The VND2,000 billion ($95.2 million) programme would also target borrowers seeking for a soft loan to buy houses, the lender said. Under the programme, SeABank is lending half of the sum to small and medium sized enterprises (SMEs) engaging in import and export activities.
The interest rates applicable to the loans will be 2 per cent lower than the rates currently imposed by the lenders, while lower and flexible deposit rates will also be introduced to importers and exporters opening letters of credit (L/C). A 50 per cent reduction of the money transfer fee will also be in place for users of SeABank’s electronic payment system (SeANet).
The other half will be lent to individuals at an interest rate of 17.1 per cent per year to finance their home buying and renovation needs. Particularly, borrowers will enjoy a zero interest rate for the first month of the loans.
“This programme is part of our efforts to support the State Bank of Vietnam’s monetary measures to stimulate the economy and secure banking activities in 2012,” said SeABank deputy general director Le Quoc Long.

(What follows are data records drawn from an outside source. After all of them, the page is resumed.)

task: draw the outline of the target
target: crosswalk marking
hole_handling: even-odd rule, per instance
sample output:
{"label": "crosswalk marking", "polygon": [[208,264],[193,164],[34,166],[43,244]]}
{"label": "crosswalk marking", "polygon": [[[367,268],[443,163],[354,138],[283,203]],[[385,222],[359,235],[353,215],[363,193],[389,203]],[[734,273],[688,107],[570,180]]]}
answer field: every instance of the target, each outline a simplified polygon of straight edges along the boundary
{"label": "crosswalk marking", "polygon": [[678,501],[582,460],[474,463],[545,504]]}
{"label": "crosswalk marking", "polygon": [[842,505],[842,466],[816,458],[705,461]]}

“Given our sound financial capability, we are committed to continuously supporting businesses and individual customers with stable incomes,” he said.
Long said the programme would help importers and exporters easy their financial burdens by being able to accessing cheaper loans amid the current difficult economic conditions. At the same time, the soft loans will also be helpful for breaking the ice on the local property market.
Established in 1994, SeABank has built a chartered capital of nearly VND5,400 billion ($257 million), being one of Vietnam’s eight largest joint stock commercial banks. Société Générale, a leading retail bank in France and the Europe, holds 20 per cent of the Vietnamese lender’s stake.
SeABank has a network of 150 transaction points and recruits over 2,000 employees.